Seeing the sun shining, even with the cold winds that seem to blast through every morning makes you smile because the day is so beautiful. As I get up and move around I am anticipating what the next few hours may be like. Within the last week I have gotten a chance to do something that is temporarily out of the ordinary and I am making the most of it. I can’t wait to see the joy on the children’s faces as they see all of the different activities going on around them. It makes my day because I remember being one of them enjoying the field trips to the HLSR that the city hosts every year. If you’ve never been then you’re missing out. It is nice to see the people who take the time out to greet you either with a smile or acknowledge you, that is really nice. But to see all of the history and the decorations or even all of the vendors showing off their merchandise hoping to get a sell. I realized that just like the experience before I can take them with me and become better because of all that I have learned and have seen. Most of all its about the little things that catch our attention and stick with us. The little things that make us smile.

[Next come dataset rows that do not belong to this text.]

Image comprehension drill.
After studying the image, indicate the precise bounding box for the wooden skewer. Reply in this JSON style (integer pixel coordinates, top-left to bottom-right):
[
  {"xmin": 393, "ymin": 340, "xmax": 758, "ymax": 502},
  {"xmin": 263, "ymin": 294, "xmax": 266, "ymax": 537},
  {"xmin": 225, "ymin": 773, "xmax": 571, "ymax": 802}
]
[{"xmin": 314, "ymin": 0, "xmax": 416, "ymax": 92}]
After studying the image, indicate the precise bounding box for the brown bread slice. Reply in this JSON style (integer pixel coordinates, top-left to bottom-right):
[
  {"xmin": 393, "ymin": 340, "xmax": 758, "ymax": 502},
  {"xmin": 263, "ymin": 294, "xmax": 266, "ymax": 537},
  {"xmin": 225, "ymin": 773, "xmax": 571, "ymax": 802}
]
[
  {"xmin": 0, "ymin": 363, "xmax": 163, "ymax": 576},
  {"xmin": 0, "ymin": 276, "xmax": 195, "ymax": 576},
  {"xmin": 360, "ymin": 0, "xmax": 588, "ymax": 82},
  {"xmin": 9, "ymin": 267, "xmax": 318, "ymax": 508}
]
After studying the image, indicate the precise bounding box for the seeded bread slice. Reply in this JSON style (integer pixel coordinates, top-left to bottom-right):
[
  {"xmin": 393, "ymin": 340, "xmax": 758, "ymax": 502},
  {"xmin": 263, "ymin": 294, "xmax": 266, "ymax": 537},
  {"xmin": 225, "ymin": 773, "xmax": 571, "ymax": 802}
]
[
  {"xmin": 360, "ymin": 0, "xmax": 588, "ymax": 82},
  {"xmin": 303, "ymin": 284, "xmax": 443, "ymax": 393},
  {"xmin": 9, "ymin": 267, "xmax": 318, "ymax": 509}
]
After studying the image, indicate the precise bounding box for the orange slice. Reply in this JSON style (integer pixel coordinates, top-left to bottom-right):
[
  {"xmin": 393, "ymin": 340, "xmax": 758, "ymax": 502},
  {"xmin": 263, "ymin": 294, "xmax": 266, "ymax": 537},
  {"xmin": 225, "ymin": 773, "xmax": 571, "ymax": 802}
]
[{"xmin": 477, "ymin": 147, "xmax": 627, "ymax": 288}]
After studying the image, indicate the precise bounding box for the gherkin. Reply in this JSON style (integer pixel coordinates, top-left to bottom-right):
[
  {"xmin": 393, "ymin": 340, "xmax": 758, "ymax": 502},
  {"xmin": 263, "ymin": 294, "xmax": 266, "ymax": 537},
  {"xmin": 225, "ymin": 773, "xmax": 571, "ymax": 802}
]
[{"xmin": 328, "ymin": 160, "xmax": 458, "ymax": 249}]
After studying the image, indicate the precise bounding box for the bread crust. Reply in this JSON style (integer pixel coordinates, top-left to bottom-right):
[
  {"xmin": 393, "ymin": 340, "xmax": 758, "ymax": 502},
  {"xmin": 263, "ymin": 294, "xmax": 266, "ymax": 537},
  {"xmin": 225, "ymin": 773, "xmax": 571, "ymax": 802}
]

I feel…like I keep going around and around wondering what is happening with us. Why do I keep having these feelings? If the same thing continues to gnaw at me, does this mean that something really is wrong and I need to address it? I could be just feeling this way but this isn’t how I want or should have to feel, ever. I want something more than the way I feel and want to move past this, either with him or on my own. I don’t know what is to come of this or if there can be something worked out but if there is I hope that we can find our way through this.